A mother, father and their biological offspring?

A mother, her female partner, their sperm donor and the child they created together?

A father, his male partner, their egg donor, their surrogate and the child they created?

A man, woman, egg donor, sperm donor, their surrogate and the child they created?

All of the above?

Scientific advancements in assisted reproduction, increased availability of donor material and growing cultural acceptance of surrogacy means that the definition of family, or who is a parent, is evolving more rapidly than legislation can keep pace with.

The desire to reproduce, to raise a child is innate in most humans. People have demonstrated that money, geography, language and culture are no barriers to achieving their goal to have a child as evidence by the increase in international surrogacies.

Where legislation does not keep pace with scientific advancements and changing cultural norms, unintended outcomes result, even in developed countries.

Surrogacy is the act of carrying and giving birth to a child in order to give that child to another person as the intended parent.

Australia’s surrogacy laws are a patchwork of individual state acts, however, similar principles apply across the states:

  • The intended parents must demonstrate they cannot either conceive or carry a child;
  • A surrogacy arrangement is entered into prior to conception which allows the intended parents to apply for a parentage order after the child’s birth;
  • Until a parenting orders is made, the surrogate is the legal parent;
  • A parentage order allows the intended parents to be legally recognised as the child’s parents after the child’s birth;
  • Surrogacy must be altruistic; it cannot be a commercial arrangement.

In many respects, Australian law has addressed the needs of the community by enacting legislation which provides a pathway for the intended parents and the surrogate to give effect to their agreement by granting legal recognition to the intended parents.

What if the law does not keep pace?

Despite developments in many European countries, surrogacy in Sweden is not regulated.

If intended parents engage a surrogate in Sweden, it is the surrogate that will be recognised as the child’s legal parent at birth. The only way for the intended parent to become the legal parent is through the process of adoption from the surrogate to the intended parent. Adoption requires the consent of the surrogate and the other intended parent.

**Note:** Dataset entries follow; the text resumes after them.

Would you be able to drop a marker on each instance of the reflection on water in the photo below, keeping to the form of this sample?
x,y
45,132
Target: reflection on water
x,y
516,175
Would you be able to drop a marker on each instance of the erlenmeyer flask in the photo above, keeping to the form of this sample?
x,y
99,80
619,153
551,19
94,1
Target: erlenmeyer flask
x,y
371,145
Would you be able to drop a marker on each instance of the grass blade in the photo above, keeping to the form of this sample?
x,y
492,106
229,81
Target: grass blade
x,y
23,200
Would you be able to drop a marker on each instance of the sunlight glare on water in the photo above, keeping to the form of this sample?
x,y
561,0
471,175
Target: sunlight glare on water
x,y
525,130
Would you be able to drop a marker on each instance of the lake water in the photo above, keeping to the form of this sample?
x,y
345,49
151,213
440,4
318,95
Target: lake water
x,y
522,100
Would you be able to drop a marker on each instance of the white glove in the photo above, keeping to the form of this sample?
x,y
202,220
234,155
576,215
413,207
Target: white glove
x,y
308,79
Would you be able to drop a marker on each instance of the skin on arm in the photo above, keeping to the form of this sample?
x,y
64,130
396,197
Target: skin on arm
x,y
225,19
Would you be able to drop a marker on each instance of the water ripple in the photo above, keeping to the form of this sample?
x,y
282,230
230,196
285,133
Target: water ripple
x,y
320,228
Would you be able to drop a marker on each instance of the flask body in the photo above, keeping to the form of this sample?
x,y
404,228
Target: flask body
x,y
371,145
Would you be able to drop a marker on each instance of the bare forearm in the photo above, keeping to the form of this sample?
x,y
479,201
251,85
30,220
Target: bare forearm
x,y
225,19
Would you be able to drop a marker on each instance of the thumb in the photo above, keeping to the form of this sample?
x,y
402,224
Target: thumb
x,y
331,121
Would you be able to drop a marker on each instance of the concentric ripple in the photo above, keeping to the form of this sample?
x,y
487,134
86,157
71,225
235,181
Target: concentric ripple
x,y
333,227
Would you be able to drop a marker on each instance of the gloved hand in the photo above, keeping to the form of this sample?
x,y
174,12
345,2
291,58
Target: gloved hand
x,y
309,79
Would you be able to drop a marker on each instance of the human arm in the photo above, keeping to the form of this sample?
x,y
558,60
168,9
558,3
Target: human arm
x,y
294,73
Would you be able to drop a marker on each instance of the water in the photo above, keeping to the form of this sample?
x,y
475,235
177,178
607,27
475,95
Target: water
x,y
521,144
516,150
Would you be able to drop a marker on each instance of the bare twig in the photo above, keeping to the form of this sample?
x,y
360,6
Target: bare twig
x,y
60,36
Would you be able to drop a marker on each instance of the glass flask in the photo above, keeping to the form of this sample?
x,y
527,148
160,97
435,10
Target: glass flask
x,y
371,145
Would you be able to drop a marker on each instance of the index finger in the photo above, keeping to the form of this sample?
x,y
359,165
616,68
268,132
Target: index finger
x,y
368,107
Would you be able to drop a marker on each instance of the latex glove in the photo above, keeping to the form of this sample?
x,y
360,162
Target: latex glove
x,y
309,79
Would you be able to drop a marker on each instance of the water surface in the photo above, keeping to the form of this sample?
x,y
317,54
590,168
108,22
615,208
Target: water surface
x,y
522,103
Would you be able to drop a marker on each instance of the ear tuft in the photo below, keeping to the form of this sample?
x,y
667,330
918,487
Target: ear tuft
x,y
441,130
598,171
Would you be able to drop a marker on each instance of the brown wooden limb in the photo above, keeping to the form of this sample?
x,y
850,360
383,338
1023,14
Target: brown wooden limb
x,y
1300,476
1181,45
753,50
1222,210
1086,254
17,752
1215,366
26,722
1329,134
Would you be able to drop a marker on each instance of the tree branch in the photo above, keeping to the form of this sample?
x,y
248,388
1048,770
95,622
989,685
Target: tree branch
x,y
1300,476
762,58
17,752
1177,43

Whilst this may not seem to be an onerous hurdle, if consent to adopt is not given, the surrogate remains the legal parent of the child.

In a Swedish case, a heterosexual couple who could not carry their own child asked the husband’s sister to be their surrogate. Genetically, the child belonged to the husband and wife. The husband’s sister’s role was limited to that of surrogate.

The surrogate gives birth to the child.

Before the adoption process is commenced, the husband and wife separate. The husband withdraws his consent to the wife adopting the child.

The surrogate and her brother are deemed to be the legal parents of the child.

The biological mother of the child has no legal standing as the child’s parent.

The biological mother cannot look to the adoption laws to remedy the impasse if consent is not granted.

Developments in Australia such as surrogacy agreements, obligations to obtain legal advice and mandatory counselling prior to conception assist to minimise the risk of a withdrawal of consent by the surrogate.

The debate in Sweden on developing surrogacy laws continues, however this case is a reminder that people will continue to search for new ways to create a family and if legislation cannot keep up with societal changes, it can have devastating consequences.